A horizontal band on the façade of a building, usually indicating the floor level behind it. Also called a belt line or string course.

A structural member, often triangular in form, that projects from a wall or other vertical surface to support another component, such as an eave. Some brackets are purely decorative and have no structural or supporting function.

Hipped Roof

A hip (or hipped) roof slopes down to the eaves on all four sides. Although a hip roof has no gable ends, it may have dormers or connecting wings with gables. When the building is square, the hip roof is pointed at the top like a pyramid. When the building is rectangular, the hipped roof forms a ridge at the top.

Operable Shutters

Shutters that are usually mounted on door or window trim so that they close completely over the door or window opening.


Decorative features used to accent particular components of a building.


An interwar style in Vancouver, Georgian Revivals are symmetrical two-storey houses with hipped roofs (sometimes pierced with dormers), classical detailing and, on some wide lots, projecting single-storey side wings with flat roofs and balustrades. Some have a portico sheltering the front door, often supported by columns with a small balustraded deck above. Windows are often grouped in pairs, are vertically proportioned, have wooden muntin bars and are flanked with shutters. Fanlights are common above the front door. The main floor is typically at grade. In some cases, a belt course between the two floors defines a projecting upper storey, supported by scroll brackets. Some have pilasters and quoins as well as dentils for added classical decoration. Cladding may be stucco or lap siding.
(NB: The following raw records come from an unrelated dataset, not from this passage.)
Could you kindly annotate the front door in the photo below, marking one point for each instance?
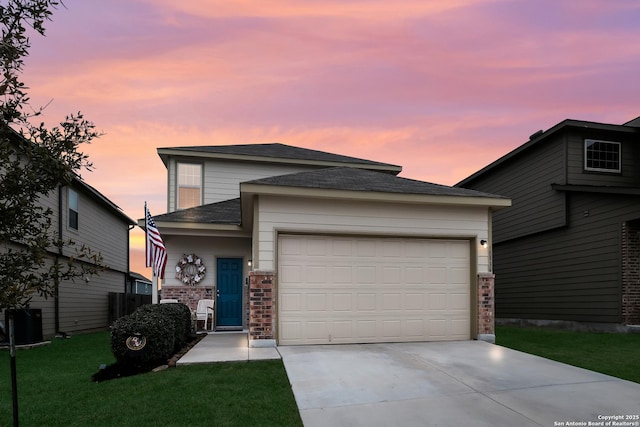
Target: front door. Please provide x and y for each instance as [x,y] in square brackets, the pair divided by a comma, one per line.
[229,293]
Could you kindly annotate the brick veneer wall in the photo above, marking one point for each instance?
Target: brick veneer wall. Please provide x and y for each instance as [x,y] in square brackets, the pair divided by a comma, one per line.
[188,295]
[631,273]
[262,308]
[486,304]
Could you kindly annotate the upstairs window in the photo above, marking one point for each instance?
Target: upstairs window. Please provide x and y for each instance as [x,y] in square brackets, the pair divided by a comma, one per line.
[189,185]
[73,209]
[602,156]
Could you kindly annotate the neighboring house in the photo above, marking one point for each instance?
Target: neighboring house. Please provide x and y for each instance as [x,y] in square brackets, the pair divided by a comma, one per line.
[569,248]
[85,216]
[306,247]
[138,284]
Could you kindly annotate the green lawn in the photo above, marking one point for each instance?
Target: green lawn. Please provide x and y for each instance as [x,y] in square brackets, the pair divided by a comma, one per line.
[55,389]
[612,354]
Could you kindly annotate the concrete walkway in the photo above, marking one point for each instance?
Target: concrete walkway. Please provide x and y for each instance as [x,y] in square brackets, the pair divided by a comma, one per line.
[226,347]
[463,383]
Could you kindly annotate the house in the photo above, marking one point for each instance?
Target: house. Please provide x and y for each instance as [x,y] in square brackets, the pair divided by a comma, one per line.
[138,284]
[300,246]
[568,250]
[86,216]
[82,214]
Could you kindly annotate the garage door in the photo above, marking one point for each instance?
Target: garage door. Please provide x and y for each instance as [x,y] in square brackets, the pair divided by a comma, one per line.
[365,290]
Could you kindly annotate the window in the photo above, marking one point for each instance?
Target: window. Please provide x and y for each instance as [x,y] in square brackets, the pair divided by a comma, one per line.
[601,156]
[73,209]
[189,185]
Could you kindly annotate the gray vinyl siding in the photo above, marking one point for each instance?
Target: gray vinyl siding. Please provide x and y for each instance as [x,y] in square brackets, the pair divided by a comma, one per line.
[527,181]
[84,305]
[573,273]
[630,149]
[98,229]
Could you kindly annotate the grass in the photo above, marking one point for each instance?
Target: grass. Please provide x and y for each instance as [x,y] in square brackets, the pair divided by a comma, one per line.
[55,389]
[612,354]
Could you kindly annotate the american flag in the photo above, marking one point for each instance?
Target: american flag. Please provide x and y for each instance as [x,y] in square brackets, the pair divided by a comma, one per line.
[156,252]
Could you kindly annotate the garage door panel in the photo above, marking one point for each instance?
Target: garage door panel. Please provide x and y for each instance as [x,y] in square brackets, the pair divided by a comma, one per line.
[348,290]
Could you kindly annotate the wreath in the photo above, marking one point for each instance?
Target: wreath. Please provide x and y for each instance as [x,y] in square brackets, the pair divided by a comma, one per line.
[190,270]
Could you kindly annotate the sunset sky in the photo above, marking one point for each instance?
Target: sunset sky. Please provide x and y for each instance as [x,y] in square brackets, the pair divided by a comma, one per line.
[441,88]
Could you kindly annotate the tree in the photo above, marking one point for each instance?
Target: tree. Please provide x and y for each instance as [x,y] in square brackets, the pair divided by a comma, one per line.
[34,162]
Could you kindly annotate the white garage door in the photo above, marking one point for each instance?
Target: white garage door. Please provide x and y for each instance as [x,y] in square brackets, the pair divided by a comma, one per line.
[364,290]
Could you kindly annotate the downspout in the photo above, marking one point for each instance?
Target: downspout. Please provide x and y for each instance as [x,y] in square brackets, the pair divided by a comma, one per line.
[56,278]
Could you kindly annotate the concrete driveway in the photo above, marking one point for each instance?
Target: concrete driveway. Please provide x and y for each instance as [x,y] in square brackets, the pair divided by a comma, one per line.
[462,383]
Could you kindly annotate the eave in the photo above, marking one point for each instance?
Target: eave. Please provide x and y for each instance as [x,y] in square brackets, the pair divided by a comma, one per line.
[249,190]
[165,153]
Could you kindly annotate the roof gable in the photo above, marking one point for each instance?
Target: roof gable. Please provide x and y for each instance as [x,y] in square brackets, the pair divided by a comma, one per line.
[226,212]
[350,179]
[540,137]
[275,153]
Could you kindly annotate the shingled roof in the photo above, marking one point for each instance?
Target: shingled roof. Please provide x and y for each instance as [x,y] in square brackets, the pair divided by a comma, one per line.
[351,179]
[226,212]
[275,151]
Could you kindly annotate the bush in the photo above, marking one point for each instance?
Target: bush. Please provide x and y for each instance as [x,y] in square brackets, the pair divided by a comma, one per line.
[181,316]
[151,335]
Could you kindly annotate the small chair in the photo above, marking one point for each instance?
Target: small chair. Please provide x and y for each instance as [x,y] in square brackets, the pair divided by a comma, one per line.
[204,310]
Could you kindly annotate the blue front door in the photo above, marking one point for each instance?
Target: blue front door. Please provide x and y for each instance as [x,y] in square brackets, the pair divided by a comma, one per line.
[229,293]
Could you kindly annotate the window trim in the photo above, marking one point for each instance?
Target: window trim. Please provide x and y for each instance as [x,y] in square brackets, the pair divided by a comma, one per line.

The Georgian Revival style developed from the colonial architecture of the Atlantic seaboard. The name came from the reign of the four King Georges, between 1714 and 1830, when the original style was popular. It re-emerged when the American Centennial in 1876 popularized colonial architecture. The style did not become common in Vancouver until after World War I. Like other Revival styles popular at the time, Georgian Revival architecture brings to mind a tradition of an earlier time. Early Revival houses try to closely imitate the proportions of the original style. Now, the term ‘Georgian’ has often became synonymous with ‘symmetrical.’


  • Hipped roof (sometimes side-gabled)
  • Symmetrically balanced facade
  • Centred door
  • Accentuated front door, normally with pediment supported by pilasters
  • Often doors have overhead fanlights or sidelights
  • Windows with double-hung sashes, usually multi-pane glazing
  • Windows often in adjacent pairs


Brick only appears in one Shaughnessy Georgian. Wood lap siding or stucco is more common. If stucco, then belt courses, cornices, and corner quoins can be found as embellishments. Doors are six-paneled in a deep high-gloss colour. Chimneys are exposed brick or stucco.